Mr. Beaton’s expression filled with sympathy, he knew the basics of the case and he knew that preparing a child who had been through such things for trial would not be an enjoyable task.

“Susan,” Beaton began, “I know this is going to be difficult for you. If you need a break, please ask. No one will be upset.”

Susan said nothing and Beaton was unsure of how to proceed. Johnny spoke up.

“You might as well know that Susan is, well, different. She has troubles with new places and talking to people she don’t know. The defense will probably try to make her out as slow but you’ll learn she’s anything but.”

“I see,” replied the prosecutor. “And you’ve been acting as her father?”

“That’s right,” Johnny said nodding. “I guess it started with me not being able to just leave her all alone and then it just was the right thing to do. She needs me and I think I needed to be needed if you know what I mean.”

“I have children myself, Mr. Calder. I understand completely. There’s nothing quite like the love of a daughter for her father to make a man feel like he’s invincible.”

Andrew Beaton crouched in front of the chair where Susan sat.

“Susan, I know you are scared. I can see that. Do you know what my job is?”

“Yes,” she answered. “You tell the jury that the men are guilty.”

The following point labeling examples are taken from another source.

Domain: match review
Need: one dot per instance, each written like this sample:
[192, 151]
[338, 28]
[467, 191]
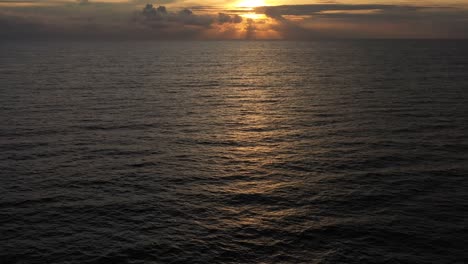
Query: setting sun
[251, 3]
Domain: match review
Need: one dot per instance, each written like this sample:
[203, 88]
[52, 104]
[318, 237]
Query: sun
[251, 3]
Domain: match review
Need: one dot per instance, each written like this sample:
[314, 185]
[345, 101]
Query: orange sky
[300, 19]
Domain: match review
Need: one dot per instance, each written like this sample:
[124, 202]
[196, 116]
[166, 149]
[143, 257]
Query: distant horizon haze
[232, 20]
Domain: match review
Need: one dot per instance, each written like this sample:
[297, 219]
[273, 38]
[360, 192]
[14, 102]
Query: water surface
[234, 152]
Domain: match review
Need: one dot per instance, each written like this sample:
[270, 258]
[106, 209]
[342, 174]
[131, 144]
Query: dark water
[234, 152]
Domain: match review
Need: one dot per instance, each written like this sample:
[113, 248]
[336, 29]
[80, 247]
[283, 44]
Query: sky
[232, 19]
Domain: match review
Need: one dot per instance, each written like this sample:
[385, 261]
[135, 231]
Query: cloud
[367, 21]
[135, 19]
[224, 18]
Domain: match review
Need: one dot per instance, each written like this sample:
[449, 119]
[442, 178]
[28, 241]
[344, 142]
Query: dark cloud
[225, 18]
[136, 19]
[367, 21]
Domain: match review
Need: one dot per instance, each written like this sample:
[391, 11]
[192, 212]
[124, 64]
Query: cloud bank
[170, 19]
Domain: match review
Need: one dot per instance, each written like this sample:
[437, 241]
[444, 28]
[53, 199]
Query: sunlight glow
[253, 16]
[251, 3]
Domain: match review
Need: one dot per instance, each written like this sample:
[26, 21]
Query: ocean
[234, 152]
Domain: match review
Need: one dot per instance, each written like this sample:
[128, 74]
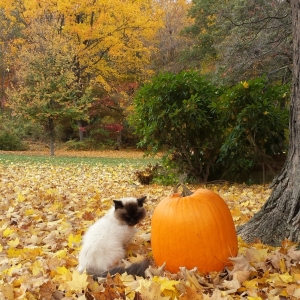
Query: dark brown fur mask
[130, 210]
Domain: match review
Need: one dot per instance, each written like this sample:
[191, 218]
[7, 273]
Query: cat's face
[130, 210]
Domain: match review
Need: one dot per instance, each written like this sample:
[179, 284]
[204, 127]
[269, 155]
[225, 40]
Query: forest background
[206, 82]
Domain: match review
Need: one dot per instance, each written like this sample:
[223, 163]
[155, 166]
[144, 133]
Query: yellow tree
[169, 39]
[110, 35]
[47, 90]
[111, 38]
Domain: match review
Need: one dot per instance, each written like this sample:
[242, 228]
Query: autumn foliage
[45, 209]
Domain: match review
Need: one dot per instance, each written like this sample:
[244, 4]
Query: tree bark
[279, 218]
[52, 135]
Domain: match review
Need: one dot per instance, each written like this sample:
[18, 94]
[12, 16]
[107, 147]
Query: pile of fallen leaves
[45, 209]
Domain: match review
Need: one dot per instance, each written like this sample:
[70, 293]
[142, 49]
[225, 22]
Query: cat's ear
[118, 204]
[141, 201]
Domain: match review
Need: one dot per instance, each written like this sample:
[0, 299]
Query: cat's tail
[136, 269]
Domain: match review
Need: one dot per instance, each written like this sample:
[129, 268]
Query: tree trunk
[52, 135]
[279, 218]
[80, 131]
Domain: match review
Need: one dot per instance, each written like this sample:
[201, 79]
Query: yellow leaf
[36, 268]
[74, 240]
[250, 284]
[14, 243]
[8, 291]
[61, 253]
[21, 198]
[167, 286]
[79, 282]
[29, 212]
[245, 84]
[282, 266]
[7, 232]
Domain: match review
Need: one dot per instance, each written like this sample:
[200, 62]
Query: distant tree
[242, 39]
[169, 41]
[47, 90]
[255, 116]
[279, 217]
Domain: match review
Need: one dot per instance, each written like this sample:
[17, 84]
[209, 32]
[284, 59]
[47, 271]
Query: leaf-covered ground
[46, 208]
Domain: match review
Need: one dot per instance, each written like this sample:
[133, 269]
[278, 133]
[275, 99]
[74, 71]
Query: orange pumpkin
[193, 231]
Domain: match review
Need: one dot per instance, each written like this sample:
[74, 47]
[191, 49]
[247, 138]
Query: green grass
[60, 160]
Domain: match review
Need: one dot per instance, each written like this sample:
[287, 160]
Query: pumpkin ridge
[195, 230]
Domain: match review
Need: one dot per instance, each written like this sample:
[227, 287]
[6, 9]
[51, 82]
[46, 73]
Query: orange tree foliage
[97, 44]
[112, 38]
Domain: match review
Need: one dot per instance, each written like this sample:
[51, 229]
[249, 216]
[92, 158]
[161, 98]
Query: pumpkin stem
[185, 191]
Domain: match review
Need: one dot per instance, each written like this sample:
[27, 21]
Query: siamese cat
[105, 241]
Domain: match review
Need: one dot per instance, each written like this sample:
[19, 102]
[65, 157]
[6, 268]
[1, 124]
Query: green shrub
[173, 112]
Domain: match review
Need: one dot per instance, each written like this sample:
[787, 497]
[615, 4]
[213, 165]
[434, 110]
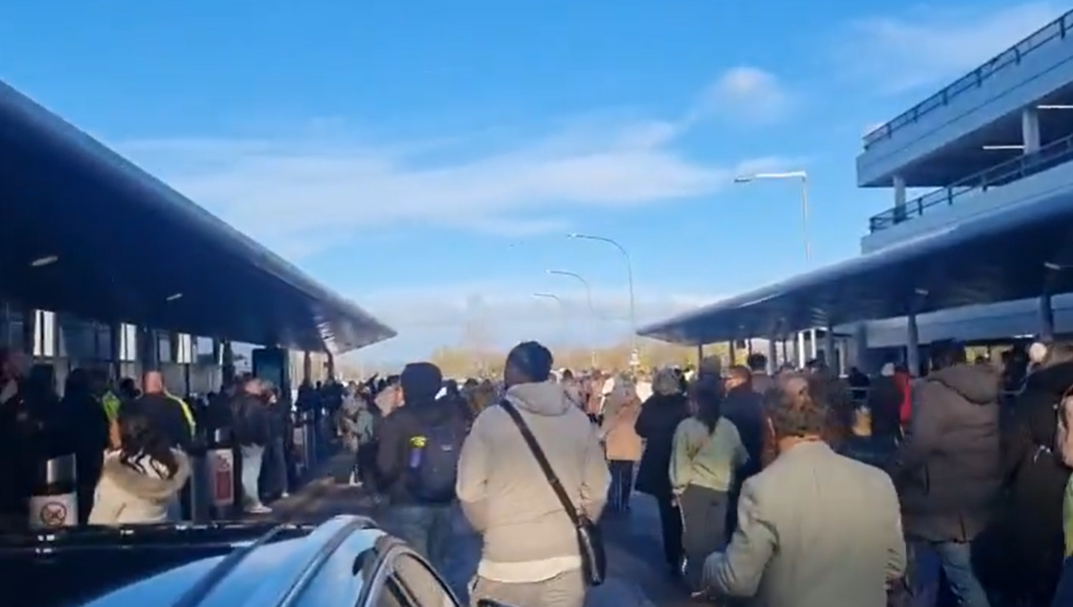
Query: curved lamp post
[634, 358]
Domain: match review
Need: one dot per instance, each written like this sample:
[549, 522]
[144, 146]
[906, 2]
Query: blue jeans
[252, 458]
[928, 560]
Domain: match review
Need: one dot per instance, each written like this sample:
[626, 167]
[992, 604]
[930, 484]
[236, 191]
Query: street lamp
[592, 311]
[634, 357]
[562, 310]
[803, 177]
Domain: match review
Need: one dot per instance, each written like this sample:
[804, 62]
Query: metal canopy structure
[86, 232]
[1015, 253]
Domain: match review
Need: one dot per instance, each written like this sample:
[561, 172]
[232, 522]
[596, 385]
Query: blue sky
[426, 159]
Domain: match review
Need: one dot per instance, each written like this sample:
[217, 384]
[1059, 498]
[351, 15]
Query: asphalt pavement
[636, 574]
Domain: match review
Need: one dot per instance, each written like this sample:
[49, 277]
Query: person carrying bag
[589, 538]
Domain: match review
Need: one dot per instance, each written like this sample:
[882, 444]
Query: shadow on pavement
[637, 576]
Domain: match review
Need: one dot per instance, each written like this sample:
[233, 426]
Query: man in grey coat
[814, 529]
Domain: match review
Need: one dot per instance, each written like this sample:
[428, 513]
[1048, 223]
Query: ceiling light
[46, 261]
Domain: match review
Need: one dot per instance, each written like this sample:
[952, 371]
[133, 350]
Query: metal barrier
[1055, 30]
[1043, 159]
[54, 502]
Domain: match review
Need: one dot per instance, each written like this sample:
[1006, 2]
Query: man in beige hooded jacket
[530, 556]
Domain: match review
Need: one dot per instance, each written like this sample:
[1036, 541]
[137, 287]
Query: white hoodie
[528, 536]
[138, 492]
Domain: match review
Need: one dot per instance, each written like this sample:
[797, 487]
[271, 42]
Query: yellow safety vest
[111, 403]
[186, 411]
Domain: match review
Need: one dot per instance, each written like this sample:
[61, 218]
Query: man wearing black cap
[420, 446]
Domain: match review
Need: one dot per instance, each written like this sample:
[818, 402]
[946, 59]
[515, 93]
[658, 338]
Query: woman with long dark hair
[707, 453]
[141, 480]
[659, 417]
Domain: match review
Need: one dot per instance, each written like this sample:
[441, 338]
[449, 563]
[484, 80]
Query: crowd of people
[132, 442]
[794, 489]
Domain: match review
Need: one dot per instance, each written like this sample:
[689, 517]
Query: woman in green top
[707, 450]
[1063, 594]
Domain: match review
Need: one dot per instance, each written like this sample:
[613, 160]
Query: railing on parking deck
[1013, 56]
[1044, 159]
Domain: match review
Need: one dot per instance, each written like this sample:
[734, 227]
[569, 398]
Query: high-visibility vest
[111, 404]
[186, 411]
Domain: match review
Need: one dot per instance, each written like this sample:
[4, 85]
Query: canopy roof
[86, 232]
[1017, 252]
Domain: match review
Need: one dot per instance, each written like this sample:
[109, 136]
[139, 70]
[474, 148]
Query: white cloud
[500, 315]
[289, 190]
[745, 93]
[926, 46]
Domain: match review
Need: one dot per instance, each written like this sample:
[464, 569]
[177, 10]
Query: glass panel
[163, 348]
[103, 342]
[76, 338]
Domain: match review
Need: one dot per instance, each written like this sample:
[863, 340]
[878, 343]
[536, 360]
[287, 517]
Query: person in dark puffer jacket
[949, 472]
[1023, 558]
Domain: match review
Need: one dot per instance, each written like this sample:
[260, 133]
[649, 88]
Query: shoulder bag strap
[545, 465]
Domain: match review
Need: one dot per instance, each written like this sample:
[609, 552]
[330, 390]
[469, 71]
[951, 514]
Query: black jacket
[165, 416]
[949, 471]
[394, 449]
[659, 418]
[744, 408]
[1029, 548]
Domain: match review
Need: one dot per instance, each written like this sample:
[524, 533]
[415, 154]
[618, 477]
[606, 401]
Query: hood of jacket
[1054, 381]
[978, 384]
[545, 398]
[146, 485]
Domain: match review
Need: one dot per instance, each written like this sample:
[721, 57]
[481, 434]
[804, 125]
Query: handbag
[589, 537]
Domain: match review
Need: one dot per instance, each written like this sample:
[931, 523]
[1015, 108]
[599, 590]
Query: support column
[828, 349]
[899, 198]
[860, 358]
[1046, 320]
[148, 350]
[116, 351]
[1030, 129]
[307, 367]
[912, 346]
[228, 363]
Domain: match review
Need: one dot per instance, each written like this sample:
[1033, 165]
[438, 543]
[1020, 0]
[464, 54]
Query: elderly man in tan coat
[621, 443]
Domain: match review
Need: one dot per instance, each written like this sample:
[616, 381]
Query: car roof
[276, 568]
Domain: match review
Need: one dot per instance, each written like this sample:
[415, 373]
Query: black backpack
[432, 460]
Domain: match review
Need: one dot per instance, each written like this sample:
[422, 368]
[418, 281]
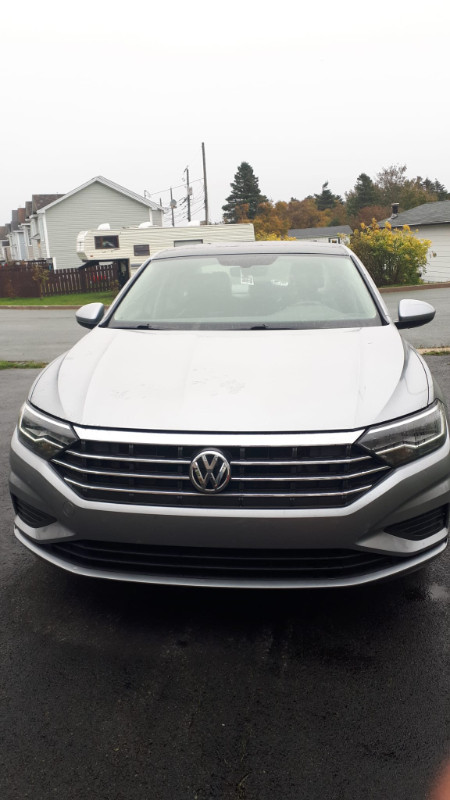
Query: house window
[183, 242]
[141, 249]
[106, 242]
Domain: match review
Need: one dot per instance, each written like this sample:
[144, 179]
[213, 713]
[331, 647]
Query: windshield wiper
[265, 327]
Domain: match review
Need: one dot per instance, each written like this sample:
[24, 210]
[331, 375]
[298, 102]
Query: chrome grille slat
[116, 474]
[264, 475]
[194, 494]
[295, 463]
[252, 478]
[129, 458]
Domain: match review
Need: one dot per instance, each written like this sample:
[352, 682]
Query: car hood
[229, 381]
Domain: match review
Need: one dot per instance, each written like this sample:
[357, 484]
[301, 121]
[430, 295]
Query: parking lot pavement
[126, 692]
[37, 334]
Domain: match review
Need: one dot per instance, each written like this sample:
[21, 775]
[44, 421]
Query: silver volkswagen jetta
[244, 415]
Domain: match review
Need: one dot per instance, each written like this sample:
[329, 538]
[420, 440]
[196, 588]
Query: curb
[42, 308]
[415, 287]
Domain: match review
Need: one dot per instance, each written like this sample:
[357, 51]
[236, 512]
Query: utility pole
[205, 184]
[173, 205]
[188, 189]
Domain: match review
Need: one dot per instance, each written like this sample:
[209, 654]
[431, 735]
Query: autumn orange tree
[392, 256]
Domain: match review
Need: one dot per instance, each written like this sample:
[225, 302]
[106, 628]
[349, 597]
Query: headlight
[409, 438]
[45, 435]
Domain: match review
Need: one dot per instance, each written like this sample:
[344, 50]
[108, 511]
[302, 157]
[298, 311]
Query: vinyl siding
[438, 268]
[88, 208]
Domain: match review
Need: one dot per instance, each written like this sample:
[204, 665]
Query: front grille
[32, 516]
[261, 477]
[420, 527]
[204, 562]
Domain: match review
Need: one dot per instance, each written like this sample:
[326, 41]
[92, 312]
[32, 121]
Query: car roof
[240, 248]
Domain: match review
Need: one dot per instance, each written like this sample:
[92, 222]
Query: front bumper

He smiled, “That’s part of it. The rest of it and maybe the biggest part of it is that I speak for the people. Some of the people I speak for don’t have voices because they are like your family and cannot speak at all anymore but some people have been hurt like you or in other ways and I speak for them. In a way I speak for the people who haven’t been hurt too. They need to be kept safe as well. If you can talk to me today, I can make sure the jury hears you and knows the truth. Is that a deal?”

“You can talk for me?”

“Sort of, I ask questions and you answer. If I know that something is really hard for you, I can ask certain ways. And I can make the judge yell at the other lawyer if he’s too mean to you. I can make the jury see him as a bully picking on a sweet little girl.”

“Okay.”

“Great. Now I need you to tell me the whole story.”